If you’re downloading years of 1-minute data like me, you have two options: double your API calls and download time (very bad), or adjust the prices yourself based on splits.
Adjusting yourself is faster. But it also sucks.
How I adjust for splits
First, download and maintain all splits and dividends from Polygon. That’s easy—there’s an endpoint for it.
Then, every time you download a new date, you have to adjust all past prices in your database.
Here’s how.
A split is just a change in share count. Nothing economic happened.

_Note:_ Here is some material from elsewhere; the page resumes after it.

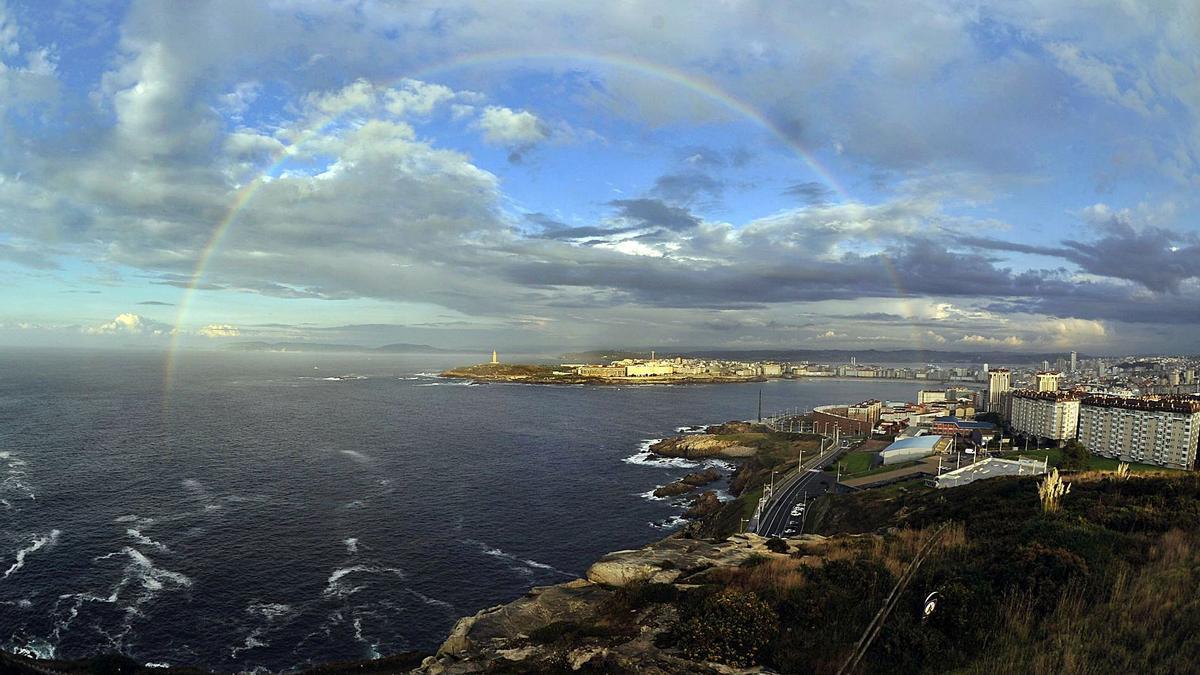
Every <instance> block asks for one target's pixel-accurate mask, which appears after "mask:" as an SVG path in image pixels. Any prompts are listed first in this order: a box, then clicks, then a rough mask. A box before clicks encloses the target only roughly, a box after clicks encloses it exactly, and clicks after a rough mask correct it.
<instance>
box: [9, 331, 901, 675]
mask: <svg viewBox="0 0 1200 675" xmlns="http://www.w3.org/2000/svg"><path fill="white" fill-rule="evenodd" d="M472 360H478V359H476V358H475V357H474V356H460V357H442V356H438V357H424V356H422V357H404V356H362V354H312V353H304V354H298V353H292V354H286V353H191V354H184V356H181V357H180V359H179V362H178V365H176V369H175V371H174V377H173V381H172V382H173V384H172V387H170V388H169V390H167V388H166V387H164V359H163V354H160V353H149V352H121V351H104V352H101V351H95V352H84V351H35V350H14V348H5V350H0V480H2V482H0V647H4V649H6V650H12V651H18V652H23V653H28V655H38V656H42V657H52V656H53V657H58V658H76V657H83V656H89V655H95V653H101V652H114V651H116V652H124V653H126V655H130V656H132V657H133V658H136V659H138V661H140V662H143V663H157V664H172V665H199V667H204V668H211V669H216V670H224V671H238V670H242V671H246V670H256V669H257V670H271V671H277V670H287V669H294V668H300V667H305V665H310V664H313V663H320V662H326V661H335V659H353V658H372V657H377V656H379V655H388V653H394V652H398V651H403V650H412V649H422V650H431V649H434V647H436V646H437V645H438V644H440V641H442V640H443V639H444V638H445V635H446V633H448V631H449V629H450V627H451V626H452V625H454V622H455V621H456V620H457V619H458V617H461V616H464V615H469V614H473V613H475V611H478V610H480V609H482V608H487V607H491V605H494V604H499V603H504V602H508V601H511V599H514V598H516V597H518V596H520V595H521V593H522V592H524V591H526V590H528V589H529V587H530V586H534V585H545V584H554V583H560V581H565V580H569V579H571V578H574V577H578V575H581V574H582V573H583V572H584V571H586V569H587V567H588V565H589V563H590V562H593V561H594V560H596V558H598V557H599V556H600V555H602V554H605V552H607V551H612V550H617V549H625V548H632V546H638V545H642V544H646V543H648V542H650V540H654V539H658V538H661V537H662V536H665V534H667V533H668V532H670V531H671V530H672V528H673V527H677V526H678V524H679V521H678V514H679V513H680V512H682V509H683V504H682V503H679V502H674V501H670V500H653V498H649V496H648V492H649V491H652V490H653V489H654V488H655V486H658V485H661V484H664V483H667V482H671V480H672V479H674V478H677V477H680V476H683V474H684V473H686V472H688V471H694V470H695V468H696V467H697V466H700V465H697V464H694V462H688V461H682V460H673V461H654V460H652V459H649V456H648V455H647V453H646V450H644V448H646V447H647V444H648V443H647V442H648V441H649V440H654V438H661V437H665V436H670V435H673V434H674V432H676V430H677V429H678V428H680V426H688V425H695V424H706V423H718V422H724V420H728V419H749V418H752V417H754V416H755V413H756V406H757V401H758V392H760V390H761V392H762V396H763V407H764V410H767V411H770V410H774V408H785V407H811V406H814V405H820V404H826V402H836V401H858V400H862V399H864V398H869V396H874V398H887V399H912V398H913V396H914V394H916V392H917V389H918V388H920V386H919V384H917V383H901V382H845V381H796V382H785V381H779V382H770V383H763V384H757V383H752V384H722V386H678V387H661V386H658V387H622V388H610V387H539V386H520V384H481V386H468V384H467V383H464V382H456V381H444V380H438V378H436V377H432V376H431V374H434V372H437V371H438V370H440V369H443V368H448V366H452V365H461V364H463V363H470V362H472Z"/></svg>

Only the units changed.
So the rule is:
Never adjust prices forward
Always adjust prices backward
When a split happens on date S with ratio:
k = shares_after / shares_before
Examples:
2-for-1 split → k = 2.0
4-for-1 split → k = 4.0
1-for-10 reverse split → k = 0.1
For all dates before the split:
adjusted_price = unadjusted_price / k
adjusted_volume = unadjusted_volume * k
For dates on or after the split:
adjusted_price = unadjusted_price
adjusted_volume = unadjusted_volume
That’s it.
Important rules:
The most recent adjusted price always equals the most recent unadjusted price
Dollar volume stays the same
Only historical data changes when you detect a new split
If a new split is discovered later, you must re-adjust all prior history again.
How I adjust for dividends
Dividends are different from splits.
A split changes units.
A dividend changes value.
This is how I handle dividends:
For a dividend of amount D on ex-date S:
For all dates before the dividend:
adjusted_price = unadjusted_price - D
(Optionally scaled multiplicatively for total-return calculations.)

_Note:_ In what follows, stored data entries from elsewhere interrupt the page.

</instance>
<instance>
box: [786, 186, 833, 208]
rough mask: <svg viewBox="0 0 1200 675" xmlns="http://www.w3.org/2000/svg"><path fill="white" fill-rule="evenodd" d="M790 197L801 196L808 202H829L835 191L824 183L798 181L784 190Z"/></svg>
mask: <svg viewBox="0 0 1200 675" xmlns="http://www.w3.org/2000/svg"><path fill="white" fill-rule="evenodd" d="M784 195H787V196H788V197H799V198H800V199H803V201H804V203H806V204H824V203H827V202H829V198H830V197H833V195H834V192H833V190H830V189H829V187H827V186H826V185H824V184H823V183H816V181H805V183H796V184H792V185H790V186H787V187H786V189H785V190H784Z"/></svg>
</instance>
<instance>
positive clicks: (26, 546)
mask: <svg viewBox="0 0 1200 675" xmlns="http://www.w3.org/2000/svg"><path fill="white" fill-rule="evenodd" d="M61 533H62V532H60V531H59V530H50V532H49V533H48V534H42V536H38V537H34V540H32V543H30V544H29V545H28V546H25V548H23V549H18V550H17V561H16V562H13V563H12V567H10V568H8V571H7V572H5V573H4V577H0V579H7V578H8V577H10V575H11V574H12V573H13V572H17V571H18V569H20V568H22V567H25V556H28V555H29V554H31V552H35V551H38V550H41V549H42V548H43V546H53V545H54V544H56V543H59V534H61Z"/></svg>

For dates on or after the dividend:
adjusted_price = unadjusted_price
Volumes are never adjusted for dividends.
Key points:
Dividends only affect historical prices
Latest adjusted price == latest unadjusted price
Dividends do not change share count
Splits and dividends are applied independently
If you don’t care about total-return strategies, you can even skip dividend adjustment entirely and still be correct for most trading use cases.
But there’s a problem
Why adjusting for splits sucks
Of course with Polygon, it’s never just math.
Some splits in their database aren’t real. You have to figure out which ones are legit. Otherwise you’ll adjust data that shouldn’t be adjusted, creating fake gaps.
How I handle Fake Splits
I validate every split before storing it.
Here’s how:
For a split on date D:
Get the trading day before (D-1) and after (D+1)

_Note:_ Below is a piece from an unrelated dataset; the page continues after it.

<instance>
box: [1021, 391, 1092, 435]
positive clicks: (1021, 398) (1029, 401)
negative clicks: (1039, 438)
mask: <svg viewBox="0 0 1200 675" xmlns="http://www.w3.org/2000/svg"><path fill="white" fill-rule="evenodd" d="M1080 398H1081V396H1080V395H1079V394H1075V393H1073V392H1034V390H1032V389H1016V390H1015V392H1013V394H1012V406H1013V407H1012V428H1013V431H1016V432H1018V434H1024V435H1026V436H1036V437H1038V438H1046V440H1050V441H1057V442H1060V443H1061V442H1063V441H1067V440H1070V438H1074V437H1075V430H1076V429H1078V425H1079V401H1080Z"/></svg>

Fetch adjusted AND unadjusted closes for both days
Calculate the ratio for each day:
ratio_before = adjusted_close(D-1) / unadjusted_close(D-1)ratio_after = adjusted_close(D+1) / unadjusted_close(D+1)
If the ratios are identical → fake split
Why this works:
Real split: Unadjusted price changes, adjusted stays the same. The ratio changes.
Fake split: Both prices stay the same. The ratio stays the same.
If the ratio barely changes (less than 0.0000000001), I reject it.
Fake splits get logged to fake_splits.txt and never touch my adjustment files.
Zombie Tickers
As I wrote in the last article, tickers get reused. You can’t just adjust all past dates for a ticker—you need to know its entity boundaries.
An adjustment only applies if:
The adjustment’s entity dates match the data’s entity dates (both start and end)
The adjustment date falls within the entity’s active period
This means AAPL Entity 1’s 2003 split only affects AAPL Entity 1’s data. AAPL Entity 2’s 2020 split only affects AAPL Entity 2’s data.
No cross-contamination.
Conclusion
If you follow part 1 and part 2, you should now have a consistent database without survivorship bias and adjusted to corporate actions.
But there’s one more problem before you can start scanning and backtesting.
Late prints.
I’ll cover that in the next article.



This is exactly the kind of practical guidance you don't find elsewhere. The fake splits validation logic is clever, especially using the ratio test to catch bogus corporate actions. I've dealt with similar data quality nightmares and your approach to entity boundaries solves a problem most people don't even realize exists. The zombie ticker issue is something I wish I'd understood earlier in my backtesting journy. Really apreciate the code-level detail.